Vedolizumab, a humanized monoclonal immunoglobulin G 1 antibody, specifically binds to integrin α 4 β 7 but does not inhibit α 4 β 1 or α E β 7. The agent inhibits adhesion of a gut-specific subset of T lymphocytes to MAdCAM-1 but not to vascular cell adhesion molecule–1. Because MAdCAM-1 resides almost exclusively in the gastrointestinal tract, vedolizumab does not affect systemic immune response or affect T-cell migration to the central nervous system and therefore may be the first gut-specific CD treatment. It does not appear to be associated with risk of PML, which is a significant advantage compared with natalizumab. The pivotal GEMINI 2 study demonstrated the efficacy and safety of vedolizumab in treating CD, which led to approval by the U.S. Food and Drug Administration in 2014. Many new agents, including ustekinumab and etrolizumab, are in development, and ongoing research continues to expand our repertoire of therapies for CD.

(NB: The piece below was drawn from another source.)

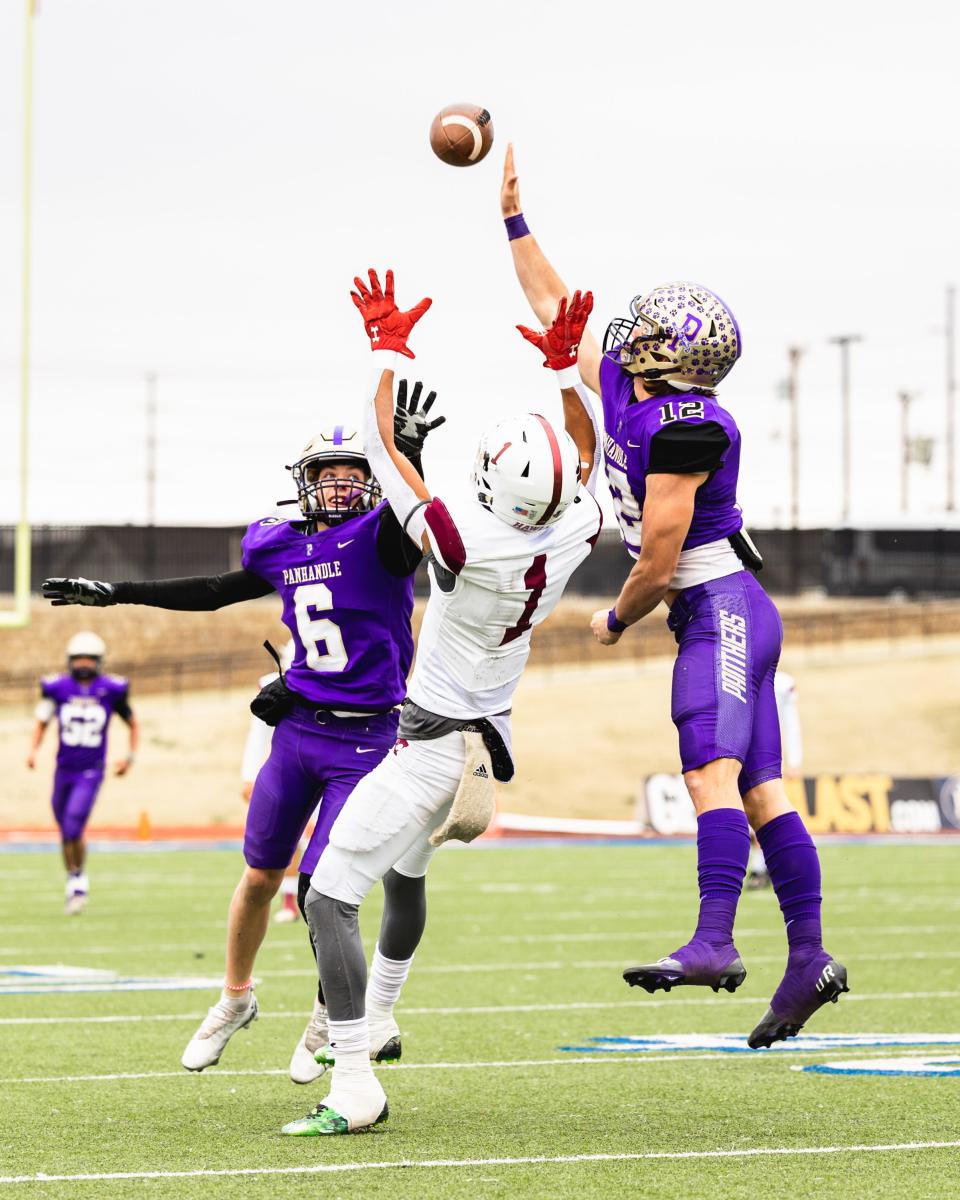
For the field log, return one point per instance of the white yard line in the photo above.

The Study of Biologic and Immunomodulator Naïve Patients in Crohn’s disease (SONIC), a single randomized controlled trial, demonstrated that combination therapy of immunomodulators and anti-TNF was superior to monotherapy in persons with moderate to severe CD. In this trial, combination therapy of azathioprine and infliximab was more effective than infliximab monotherapy, which, in turn, was more effective than azathioprine alone at maintaining clinical and endoscopic remission at 26 and 54 weeks. It is not clear whether azathioprine compounds antiinflammatory effects, but it does appear to enhance the response to infliximab by decreasing anti-infliximab antibodies and increasing infliximab levels. Combination therapy was not associated with a higher risk of serious infections during the trial, and evidence in subsequent studies was insufficient to conclude whether combination therapy increases the risk of opportunistic infections or malignancies. Furthermore, the risks and benefits beyond 1 year are not known. Expert opinion states that results from SONIC can be extrapolated to adalimumab. Controversy exists about duration of combination therapy and whether combination therapy provides benefit for persons who have failed to respond to immunomodulator therapy. Some patients might elect monotherapy because of a higher value of avoiding any potential risk of serious complications or malignancies compared with an increased chance of inducing and maintaining remission.